Lupus is no different from any chronic illness. Know the following warning signs and what they’re trying to tell you.

When to Call a Physician

  • You are suffering from chest pain
  • Shortness of breath
  • Trips to the bathroom are occurring less often, and you are urinating in smaller amounts than usual. Additionally, note any blood in the urine
  • A fever over 100.5 degrees Fahrenheit without recent exposure to the cold or the flu
  • Numbness or tingling in your hands or feet
  • Dizziness
  • Muscle fatigue
  • Swelling in your lower legs or feet
  • Noticeable behavioral changes, like anxiety or depression
  • Loss of appetite
  • Loss of hair
  • Skin rashes
  • New mouth or nose sores
  • Any worsening of previously known symptoms

When to Call 911

You also need to be aware when the best course of action is to call 911 or visit an emergency room.
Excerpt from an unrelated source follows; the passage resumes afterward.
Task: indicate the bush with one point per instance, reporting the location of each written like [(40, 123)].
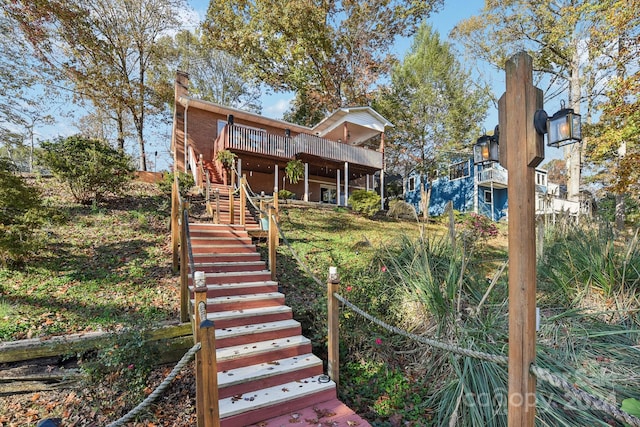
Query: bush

These symptoms include the following:

  • Crushing chest pain accompanied by sweating or nausea
  • Sudden shortness of breath and difficulty breathing
  • Signs of stroke, including
    • Numbness, tingling, weakness or paralysis of all or part of one side of your body
    • Sudden vision changes – blurring, double vision, etcetera
    • Seizure
    • Difficulty speaking or understanding speech
    • Sudden nausea or vomiting
    • Sudden, severe headache, different from previous headaches
    • Sudden dizziness, staggering or fainting

    When to call a physician if you haven’t yet been diagnosed

    You may be reading this without being diagnosed as suffering from lupus – but instead wondering whether you have the disease. Consider these symptoms if you haven’t yet been diagnosed:

    • Unexplained joint pain
    • Unexplained fatigue
    • Skin rashes

    A Few Words About Lupus

    The term "lupus" is typically used to refer to the most common type of lupus: systemic lupus erythematosus (SLE). However in addition to SLE, there 3 other types of lupus: drug-induced lupus, cutaneous lupus and neonatal lupus. Of note, SLE makes up 70 percent of all lupus cases.

    More generally, lupus is an autoimmune disease. Typically, your body's immune system fights off foreign insults and invaders like bacteria. However, with an autoimmune disease, your immune system turns on the body itself. Lupus is notable among autoimmune diseases because it can result in injury and damage to virtually any part of the body; thus, lupus can present in a variety of ways, which makes diagnosis difficult.

    After reviewing symptoms and other information about the disease, if you suspect that you have lupus, please contact a physician and immediately let her known of your suspicions. Although no cure for lupus currently exists, there are effective treatments for the symptoms of lupus.

    It's important to be diagnosed and treated for lupus as soon as possible. Please take heart that many people with lupus live happy and otherwise healthy lives.